Discovering New Ways to Target Pest Insects Selectively

A failed pesticide screening can just as easily kill your entire crop as the pests that were attacking it! There are alternatives to using chemicals to control pests. Beneficial insects and predatory mites can be of assistance. The Russian Wheat Aphid, Diamond Back Moth, and Potato Leaf Hopper are among the pest insects targeted, and the current candidate fungi are Beauveria bassiana, Paecilomyces fumosoroseus, and Zoophthora radicans.

Compounds that influence insect behavior by modulating their ability to smell could be developed by targeting their chemoreceptors, according to an emerging concept in the ongoing battle against insect pests.

Ion channels in the nervous system are among the most important insecticide targets. Understanding the structure of the channels is critical for identifying novel species-specific agrochemical binding sites. The structure and function of a potassium ion channel in fruit flies have been discovered by scientists. Their new discoveries shed light on the differences between human and insect channels, explain how known compounds affect the channel, and suggest new drug target sites. The findings could aid pesticide manufacturers in developing new drugs that specifically kill pest insects and parasites while not harming other animals such as bees and mammals.

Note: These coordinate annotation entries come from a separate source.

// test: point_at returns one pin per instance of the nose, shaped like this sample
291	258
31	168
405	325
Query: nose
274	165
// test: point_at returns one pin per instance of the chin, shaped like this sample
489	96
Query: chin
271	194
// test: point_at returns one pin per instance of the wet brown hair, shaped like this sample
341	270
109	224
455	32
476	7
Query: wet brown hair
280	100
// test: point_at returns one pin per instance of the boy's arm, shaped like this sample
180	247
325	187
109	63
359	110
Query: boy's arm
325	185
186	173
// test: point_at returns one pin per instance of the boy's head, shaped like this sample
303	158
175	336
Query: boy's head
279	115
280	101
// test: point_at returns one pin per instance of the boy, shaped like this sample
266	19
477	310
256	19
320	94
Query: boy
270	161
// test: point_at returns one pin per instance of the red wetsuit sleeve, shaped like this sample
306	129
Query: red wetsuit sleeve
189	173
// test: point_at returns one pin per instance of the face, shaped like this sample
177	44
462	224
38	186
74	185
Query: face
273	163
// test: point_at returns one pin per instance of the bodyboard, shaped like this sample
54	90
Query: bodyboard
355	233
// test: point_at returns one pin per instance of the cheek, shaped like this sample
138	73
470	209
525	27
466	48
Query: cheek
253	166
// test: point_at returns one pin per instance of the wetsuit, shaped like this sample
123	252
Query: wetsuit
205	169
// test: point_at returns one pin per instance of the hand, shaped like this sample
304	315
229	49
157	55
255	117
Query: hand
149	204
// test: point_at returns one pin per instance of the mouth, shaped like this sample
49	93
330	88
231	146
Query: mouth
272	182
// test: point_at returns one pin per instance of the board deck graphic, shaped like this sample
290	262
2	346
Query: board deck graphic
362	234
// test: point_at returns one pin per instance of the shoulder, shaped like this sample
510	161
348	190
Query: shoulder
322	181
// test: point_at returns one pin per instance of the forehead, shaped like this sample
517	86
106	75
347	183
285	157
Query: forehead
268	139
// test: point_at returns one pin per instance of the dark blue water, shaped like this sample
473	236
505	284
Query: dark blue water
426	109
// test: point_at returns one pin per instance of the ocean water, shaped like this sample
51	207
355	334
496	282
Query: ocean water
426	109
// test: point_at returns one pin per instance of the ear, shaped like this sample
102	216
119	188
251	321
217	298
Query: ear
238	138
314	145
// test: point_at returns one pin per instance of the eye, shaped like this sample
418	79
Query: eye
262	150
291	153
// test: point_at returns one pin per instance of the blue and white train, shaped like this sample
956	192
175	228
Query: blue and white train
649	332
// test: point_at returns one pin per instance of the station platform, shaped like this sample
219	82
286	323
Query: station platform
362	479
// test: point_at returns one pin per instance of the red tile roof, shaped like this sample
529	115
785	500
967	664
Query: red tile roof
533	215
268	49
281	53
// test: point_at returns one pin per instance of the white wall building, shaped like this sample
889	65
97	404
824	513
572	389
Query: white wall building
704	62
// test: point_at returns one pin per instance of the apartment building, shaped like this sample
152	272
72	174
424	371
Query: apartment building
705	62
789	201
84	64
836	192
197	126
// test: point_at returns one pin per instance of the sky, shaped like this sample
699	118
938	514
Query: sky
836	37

Ideally, you want insecticides to be very specific to the pest insect, avoiding drugs that are toxic to humans or other animals like birds, rodents, and beneficial insects like bees. The difference between human and insect channels is really small, but we found protein regions that are specific to insects.

Stefan Raunser

Slowpoke potassium channels are huge and complex proteins that sit inside the cellular membrane and selectively and rapidly transport vital potassium ions through it in Drosophila, the common fruit fly. They are found in all animals and are in charge of a variety of tasks, most notably in the brain and muscle cells.

The essential roles of the potassium channels highlight the importance of targeting Slowpoke with newly developed insecticides to aid in overcoming the global problem of decreasing efficiency due to pesticide resistance. However, there is always the risk of not aiming correctly: “Ideally, you want insecticides to be very specific to the pest insect, avoiding drugs that are toxic to humans or other animals like birds, rodents, and beneficial insects like bees,” says Stefan Raunser, Director of the Max Planck Institute of Molecular Physiology in Dortmund and lead author of the study.

Finding new channels to selectively target pest insects

Scientists require high-resolution ion channel structures in order to design drugs that are specific for pest insects. Raunser and colleagues used cryo-electron microscopy (cryo-EM) to obtain the protein’s open and closed structures and compared them to previously known human protein structures. “The difference between human and insect channels is really small,” says Raunser, “but we found protein regions that are specific to insects.”

Each year, approximately 545 million kg of pesticides are applied to crops in the United States, with 20% being insecticides, 68% being herbicides, and 12% being fungicides for pest control. Despite this heavy and costly pesticide application, pests destroy an estimated 37% of all US crops, while treated crop losses worldwide are around 50%.

Detailed map of the potassium channel for drug discovery

The channel’s RCK2 pocket contains amino acids that differ between Drosophila and humans. It’s at the bottom of the channel, near the gating ring. The gating ring sits inside the cell, picks up calcium ions when they are abundant, and initiates a series of rearrangements that allow potassium ions to pass through the central cavity. The shape of the RCK2 pocket changes as it transitions between closed and open states.

As a result, it is a potentially ideal target for small molecules that can block the channel in either state. Other, less insect-specific drug target sites were also identified by the researchers. Among them, the S6 pocket is closed and could be used to lock the channel. “We’re giving pharmaceutical scientists a detailed map of the potassium channel so they can make better, more selective insecticides,” Raunser says.

The cryo-EM structures of the channel were also solved by the researchers using two known compounds, verruculogen and emodepside. Verruculogen, a fungal neurotoxin, is a small molecule that fits perfectly in the S6 pocket, close to the central cavity. Verruculogen keeps the channel narrow, preventing it from opening. Another compound that binds close to the S6 pocket is emodepside, a drug used to treat gastrointestinal worms in cats and dogs. However, it behaves differently, acting as an additional passing filter, making it difficult for potassium to pass through the channel optimally. “It’s critical to understand how these ligands manipulate the channel,” Raunser says.